The Nigerian Child Right Act states that children are meant to be protected, fed and educated. A Professor of Psychology, Professor Bamidele Peters, in Ibadan corroborated that children are meant to be provided for, not abused either psychologically, s*xually, exploited for commercial purposes or neglected. Child abuse, he said, would encourage them to lie and act out, as against of loving, trusting, and listening to authorities. 

WHO added that child abuse would “alienate your child from you and the rest of your family and would make him a recluse; it will lower your child's self-esteem, and affect your child's psychological development and ability to behave normally outside his home. When your child grows up, your child could probably carry on the family tradition, and abuse your grandchildren.” Violence against children humiliates, shames, or frightens the children, Professor Peters said.

 He said major causes of this violence are widespread poverty, rapid urbanisation, breakdown in extended family affiliations, high school dropout rates, and lack of enforcement of legal instruments meant to protect children. Over time, these children suffer from fatigue, irregular attendance at school, lack of comprehension and motivation, improper socialisation, exposure to risk of s*xual abuse, high likelihood of being involved in crime. 

 Many countries, including Nigeria, have sought to better the lives for their children by passing legislations to protect them. In spite of these laudable actions, violence against children has deep tentacles in human society and cannot easily be eradicated by mere legislation, some observers stated. Therefore, parents, guardians and adults in charge of children need to do so much more to protect them. Without the UN saying so, parents know that their children have the right to life and to be allowed to survive and develop. 

According to the UN conventions, children have the right to express opinions and to freely communicate them on any issues subject to restriction under the law, they are entitled to protection from any act that interferes with their privacy, honour and reputation; they are entitled to adequate rest and recreation according to their age and culture and more importantly, they are entitled to receive compulsory basic education and equal opportunity for higher education depending on individual ability. 

They are also entitled to good health, protection from illness and proper medical attention for survival, personal growth and development and they are must be protected from indecent and inhuman treatment through s*xual exploitation, drug abuse, child labour, torture, maltreatment and neglect. Parents, step parents, guardians and care givers should express their love for the child and provide a secure environment for the child; communicate with your child; adopt discipline to the needs of each child. 

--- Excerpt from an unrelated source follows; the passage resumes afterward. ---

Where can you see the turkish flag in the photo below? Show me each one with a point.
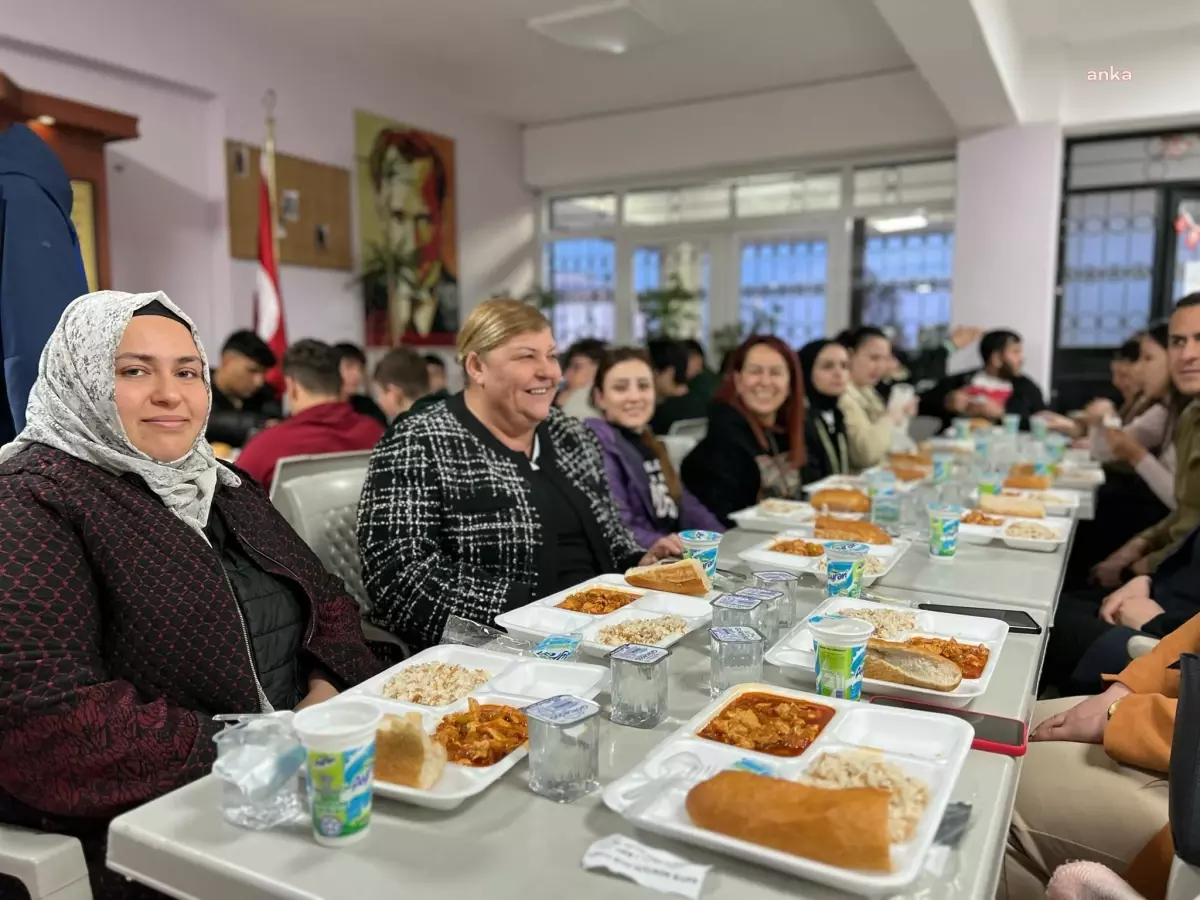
(269, 323)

 A guidance counsellor, Dr Kate Awe, while cautioning that such discipline should be balanced and should include teaching children about boundaries and limits in ways other than by physical chastisement or in an abusive manner, while Professor Peters enjoined the parents to teach their children on how they should react in they are s*xually threatened, while they (the parents) should always in the best interests of a child.

 While child labourers may not have much of an effect now on the world’s economy, they will play a role in shaping the world when they grow up. This is a key reason why we should try to solve child labour now. Entrusting the world to uneducated and crippled people has never been desirable. In order to have educated, healthy, contributing members to the world’s economy later, it is necessary to eliminate child labour now, before the economic effects start to show up, the UN concluded.